Il calore della neve, la recensione

Abbiamo recensito per voi Il calore della neve, graphic novel di Christian Galli edita da Tunué

Condividi

Tra i temi ricorrenti della collana Tipitondi, edita da Tunué, c'è sicuramente l'amicizia, intesa come sentimento di complicità tra coetanei che li porta a vivere vicissitudini al limite dell'incredibile, quel tipo di esperienze che, da adulti, ricorderanno come divertenti aneddoti legati all'infanzia. Nonostante sia stato trattato già molte volte, l'archetipo dell'avventura come percorso per conoscere noi stessi e il mondo che ci circonda risulta ancora stimolante, in quanto la volontà di affrontare un viaggio verso l'ignoto scaturisce dagli istinti primordiali dell'essere umano. Pervaso da brividi di paura e d'emozione, passo dopo passo, ogni individuo esplora il mondo esterno per farlo diventare parte di sé, riscoprendosi cambiato di conseguenza.

In questa direzione va Il calore della neve, graphic novel d'esordio di Christian Galli, un racconto ambientato negli anni Novanta imperniato su un'esperienza a metà via tra la fuga di casa e la missione segreta. Un po' per un gioco incosciente, un po' con reale convinzione, quattro ragazzini si incamminano attraverso paesaggi innevati norvegesi attraversati in passato da individui che non hanno mai fatto ritorno. Gli scenari attorno al loro paese d'origine, Høvag, sono tanto maestosi quanto ostili, luoghi che scoraggerebbero anche le anime più coraggiose, ma la missione dei protagonisti è importante: ritrovare il fratello maggiore di uno di loro.

Come da copione, l'avventura presenta fin da subito diversi problemi e prove che tempreranno il carattere dei quattro, mettendo a dura prova la loro dedizione alla causa. Ciò che spinge il gruppo verso una simile impresa è un litigio avvenuto tra Frederik (il ragazzo oggetto della ricerca) e i suoi genitori, scintilla che si rivelerà molto importante nella struttura della vicenda e per comprendere al meglio le dinamiche che legano i vari personaggi, siano essi famigliari o amici.

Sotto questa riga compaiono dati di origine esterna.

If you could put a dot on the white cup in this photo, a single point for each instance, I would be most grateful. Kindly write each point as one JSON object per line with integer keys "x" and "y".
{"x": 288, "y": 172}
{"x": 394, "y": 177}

A rafforzare questa componente incentrata sulla dimensione affettiva ingenua e impacciata propria dell'infanzia è la tecnica scelta dall'autore: l'intero fumetto è infatti illustrato con colori pastello, aspetto che richiama molti prodotti narrativi per ragazzi.

La sensazione, al termine del volume, è di aver letto un buon racconto per bambini, uno di quelli da leggere ai propri figli per mostrare quanto il mondo là fuori possa essere tanto minaccioso a un primo sguardo, ma anche fonte di incredibili sorprese per chi ha il coraggio di attraversarlo superando le proprie paure.